Saturday, February 16

Spinning tips

Last Saturday I headed down to the little village of Lyminge near Folkestone for two hours of tuition from Sue Chitty of Hilltop Spinning.

Sue and her husband Bill run a spinning and weaving business from their bungalow on the edge of the village - doing tuition in spinning, weaving, dyeing and so on, and selling fibre, looms, dye kits, spinning wheels and so on.

I had booked some tuition to try and iron out the difficulties I was encountering with my spinning - although I knew the theory, in practice I was aware that my technique needed some polishing. And I hadn't a clue about the difference between (and uses for) woollen and worsted spinning.

It was a very valuable morning's work, and one of the most important things that Sue taught me was that less is more! I was using too much fibre at a time, and trying to go too fast. This meant I was trying to draft the fibre out from a big lump, making it difficult to get a fine, consistent ply, and resulting in my hands getting tired very quickly. By taking only a small amount of fibre, I got a much better result, with a lot less effort! I also realised that my control of the wheel, which took so long to get used to in the first place, was actually quite good now! Seeing Sue struggling to get it going the right way - I think the Louet style was slightly alien to her - gave me some confidence in my abilities and made me realise it was not my poor coordination that was the reason!

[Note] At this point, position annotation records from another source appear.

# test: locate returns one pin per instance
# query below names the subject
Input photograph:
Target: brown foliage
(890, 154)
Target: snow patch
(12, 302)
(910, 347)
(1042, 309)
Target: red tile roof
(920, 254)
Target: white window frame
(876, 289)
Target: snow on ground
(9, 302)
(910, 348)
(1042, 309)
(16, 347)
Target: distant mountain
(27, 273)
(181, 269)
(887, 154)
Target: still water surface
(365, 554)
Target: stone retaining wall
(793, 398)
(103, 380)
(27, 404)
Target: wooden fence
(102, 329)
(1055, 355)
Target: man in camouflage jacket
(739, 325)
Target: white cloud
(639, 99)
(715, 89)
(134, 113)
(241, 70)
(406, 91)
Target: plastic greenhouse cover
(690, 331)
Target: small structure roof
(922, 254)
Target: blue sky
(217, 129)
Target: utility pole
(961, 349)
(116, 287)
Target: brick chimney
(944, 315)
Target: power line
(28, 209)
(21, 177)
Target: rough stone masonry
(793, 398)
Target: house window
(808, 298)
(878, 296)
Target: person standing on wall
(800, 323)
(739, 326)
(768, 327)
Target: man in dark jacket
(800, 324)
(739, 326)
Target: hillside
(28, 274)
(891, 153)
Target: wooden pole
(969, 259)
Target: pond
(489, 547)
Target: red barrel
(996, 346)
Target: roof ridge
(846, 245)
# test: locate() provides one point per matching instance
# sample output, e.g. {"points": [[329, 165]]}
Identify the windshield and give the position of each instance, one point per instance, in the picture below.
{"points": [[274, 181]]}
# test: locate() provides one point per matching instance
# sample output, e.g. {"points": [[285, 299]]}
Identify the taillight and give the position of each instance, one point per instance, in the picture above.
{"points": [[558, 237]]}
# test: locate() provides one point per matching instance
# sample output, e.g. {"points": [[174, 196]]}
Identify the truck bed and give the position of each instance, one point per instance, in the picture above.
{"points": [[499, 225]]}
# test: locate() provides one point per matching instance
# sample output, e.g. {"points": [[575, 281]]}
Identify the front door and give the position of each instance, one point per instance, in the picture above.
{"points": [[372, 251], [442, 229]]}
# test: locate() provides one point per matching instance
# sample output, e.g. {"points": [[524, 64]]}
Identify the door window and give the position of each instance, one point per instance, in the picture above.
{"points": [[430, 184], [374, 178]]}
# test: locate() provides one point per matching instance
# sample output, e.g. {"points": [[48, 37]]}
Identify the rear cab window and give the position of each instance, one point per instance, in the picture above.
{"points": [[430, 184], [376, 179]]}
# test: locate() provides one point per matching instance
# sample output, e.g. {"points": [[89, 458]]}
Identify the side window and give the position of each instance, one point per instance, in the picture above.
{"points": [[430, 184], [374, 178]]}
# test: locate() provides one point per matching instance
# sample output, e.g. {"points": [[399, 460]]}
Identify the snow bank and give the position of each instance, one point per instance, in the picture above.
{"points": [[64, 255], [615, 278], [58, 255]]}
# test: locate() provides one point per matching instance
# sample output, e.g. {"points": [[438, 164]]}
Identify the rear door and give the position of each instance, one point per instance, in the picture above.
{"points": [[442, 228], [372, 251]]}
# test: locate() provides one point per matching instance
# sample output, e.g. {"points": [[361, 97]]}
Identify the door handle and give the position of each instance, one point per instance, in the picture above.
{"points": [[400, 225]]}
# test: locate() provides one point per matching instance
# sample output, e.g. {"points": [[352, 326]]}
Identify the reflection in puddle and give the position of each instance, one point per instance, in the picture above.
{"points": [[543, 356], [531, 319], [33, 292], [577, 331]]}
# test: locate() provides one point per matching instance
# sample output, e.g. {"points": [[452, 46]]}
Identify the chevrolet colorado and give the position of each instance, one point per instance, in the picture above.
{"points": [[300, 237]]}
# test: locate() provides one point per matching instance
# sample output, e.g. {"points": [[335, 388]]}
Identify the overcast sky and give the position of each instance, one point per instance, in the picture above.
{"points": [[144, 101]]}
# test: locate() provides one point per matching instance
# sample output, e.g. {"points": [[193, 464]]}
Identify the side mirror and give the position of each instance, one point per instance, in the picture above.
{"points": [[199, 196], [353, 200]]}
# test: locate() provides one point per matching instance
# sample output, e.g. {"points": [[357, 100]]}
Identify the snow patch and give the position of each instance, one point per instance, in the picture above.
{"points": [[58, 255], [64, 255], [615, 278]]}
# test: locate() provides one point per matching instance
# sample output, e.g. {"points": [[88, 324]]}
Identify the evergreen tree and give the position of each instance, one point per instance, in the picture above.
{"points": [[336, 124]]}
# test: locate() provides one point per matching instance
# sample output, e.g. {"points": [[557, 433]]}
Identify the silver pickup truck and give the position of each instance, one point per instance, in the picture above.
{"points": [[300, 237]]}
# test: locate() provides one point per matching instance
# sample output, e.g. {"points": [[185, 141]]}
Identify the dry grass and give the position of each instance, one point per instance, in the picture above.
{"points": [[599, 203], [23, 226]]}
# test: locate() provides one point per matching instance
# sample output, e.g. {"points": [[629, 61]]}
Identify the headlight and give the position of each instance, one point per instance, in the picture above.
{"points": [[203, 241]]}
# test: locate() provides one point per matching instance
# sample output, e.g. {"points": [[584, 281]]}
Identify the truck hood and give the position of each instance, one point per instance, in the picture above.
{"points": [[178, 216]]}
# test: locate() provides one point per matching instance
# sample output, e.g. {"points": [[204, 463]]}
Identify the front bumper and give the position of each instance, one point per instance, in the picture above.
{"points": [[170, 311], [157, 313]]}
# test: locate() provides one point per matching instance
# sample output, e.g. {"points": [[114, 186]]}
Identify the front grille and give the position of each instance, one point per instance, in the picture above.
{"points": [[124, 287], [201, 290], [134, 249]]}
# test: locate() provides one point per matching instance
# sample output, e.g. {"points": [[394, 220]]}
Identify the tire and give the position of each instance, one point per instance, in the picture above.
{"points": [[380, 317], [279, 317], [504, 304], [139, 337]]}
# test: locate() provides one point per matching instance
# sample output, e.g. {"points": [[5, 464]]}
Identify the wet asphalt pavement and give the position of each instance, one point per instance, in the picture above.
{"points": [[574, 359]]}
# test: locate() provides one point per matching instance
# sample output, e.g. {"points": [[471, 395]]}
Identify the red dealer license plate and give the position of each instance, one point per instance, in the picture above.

I also learned about woollen and worsted spinning and found out that, unless I'm planning to start weaving (well it has crossed my mind....!) I don't need to worry too much about worsted spinning. This is a method for getting a smoother ply - you comb out the short fibres and only use the long fibres, and you spin with them at 90 degrees to the drafting direction. This gives a smoother finish, which apparently is good for the warp (or is it the weft?) threads.

I did quite enjoy the technique though, it seems easier to draft that way, and I found myself using it a lot when I got back home.

Sue and Bill have a good range of fibres for spinners, as well as whole fleeces on sale. If you find the website a bit confusing, they also have a mail order brochure that you can order for free from here.

Sue was a very good teacher - relaxed and patient, and keen to tailor the tuition to suit the pupil as much as possible. Well worth the money and the effort of getting there.